Contact Me
Insurance Information

Words Are Medicine: The Legacy of A True Physician

My father and I are very different sorts of healers. He is an old-school internist, graduate of New York University Medical School, a devoted scholar and follower of the allopathic method. I am a product of a very different school. Instead of going for my M.D. as he so dearly wished, I became a psychotherapist with a specialization in trauma treatment, anxiety disorders, NLP, and hypnosis. “Why don’t you do some real medicine for a change? If you’re going to listen to people all day long, why not become a psychiatrist?”

At the time it seemed clear to me that he not only couldn’t but wouldn’t even try to fathom my vision of the human being as a spiritual and emotional entity, which naturally fueled my rebellion. So I took it further. Up to that point our work had overlapped—we at least both understood drug therapies and could talk about the new SSRI’s. We went to pharmaceutical conferences together. We could have dinner and tell the tale of the latest injustice in the growing takeover of medicine by the insurance companies. But when I veered off to study classical homeopathy, our professional paths diverged. At least for a while.

I questioned (and often argued passionately against) his methods, but that is not to say that I ever questioned his dedication to the purpose or art of medicine. Some of my oldest memories of him are when he had to leave on a house-call in the middle of the night. The phone would ring and I would hear my mother’s muffled voice say, “It’s your service.” Next would be the opening and closing of closet doors, the sound of his leather bag clicking shut and finally his car starting—a sound as lonesome in a new suburban neighborhood as the howl of a lone coyote in the desert.

I knew he loved the science of medicine, too. But where he talked about the systemic action of a drug, I now talked about the energetic action of a remedy. He bemoaned the loss of my intellect to the field of “real medicine” and I grieved his rigidity even in the face of some astonishing clinical evidence.
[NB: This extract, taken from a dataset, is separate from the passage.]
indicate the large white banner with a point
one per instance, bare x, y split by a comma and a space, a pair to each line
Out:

So, for a long time—nearly twenty years—we had to agree to disagree. I would occasionally bring a case to him, half to seek camaraderie and half to prove to him that Samuel Hahnemann’s method worked, but we would wind up in the same old Ferris wheel with one of us strapped in waiting at the top and the other strapped in on the bottom until the wheel moved again.

Recently, we had a conversation that threw new light onto this philosophical and personal dichotomy. My eldest dog, Angie, is dying—slowly. She has bilateral cardiomyopathy and metastasized carcinoma, not to mention spinal arthritis and dysplasia. She has incredibly good days for a dog with such a morbid diagnosis, which made the decision we felt was inevitable unbearably painful. There wasn’t a night my husband and I didn’t agonize about it.

I called him and asked him outright (something I hadn’t done since I was quite little) what to do. “She has trouble breathing. There are tumors in her lungs. Her heart is so big it’s pressing up against her trachea and she has trouble walking. The other day she fell into her own feces.”

“That’s the way it goes with mets.”

His observation was terse but not without compassion. I knew he’d seen it more times than he cared to recall. His own father had died of stomach cancer, his sister of ovarian cancer, his aunt of lung cancer.

“I don’t know what to do, because some days she trots like a happy puppy and she wants belly rubs and she eats like there’s no tomorrow.”

“She still wants to eat?”

“Yeah.”

”She still wants to walk? Even if she falls?”

“Yeah. It’s just so sad when she can’t.”

“She’s still breathing even if it’s a little labored. It’s not like she’s in anything near arrest, is she?”

“No. She’s able to sleep calmly. I gave her Arsenicum 10M and she seems to be rallying, she’s not breathing so hard anymore and she’s not pacing all over the place.”

“You gave her arsenic???” He seemed shocked and worried.

“The Arsenicum? No, dad, don’t worry. It’s not molecular arsenic. It’s a remedy. It’s a high potency and they say if you give it and they’re close to death it facilitates the transition. If they’re not close to death and the vital force is strong enough, they rally and can be comforted. It seems to be helping.”

For the first time he didn’t argue or raise any philosophical gavels. “That’s good. Then, it’s not your hands anymore.”

I asked him what he meant because all I wanted to know was whether we should help her die or not. I moaned about the “signs” and which would tell me it was time. He told me it’s not up to the physician to help anyone die, that it wasn’t our job. Our job was to minister to the sick. Period. He had included me in “our” job. It was the first time he had done that or acknowledged my work as healing.

And in a voice that made me wonder who I’d been talking to for the 50 years prior to that moment, he said: “Leave the big things to God. We don’t help where we’re not needed and we don’t mess with the Mysteries. We receive life, care for it and we release it when it’s called back.”

It dawned on me after 30 years of arguments, debates, and disagreements that perhaps we agreed on the most important things after all.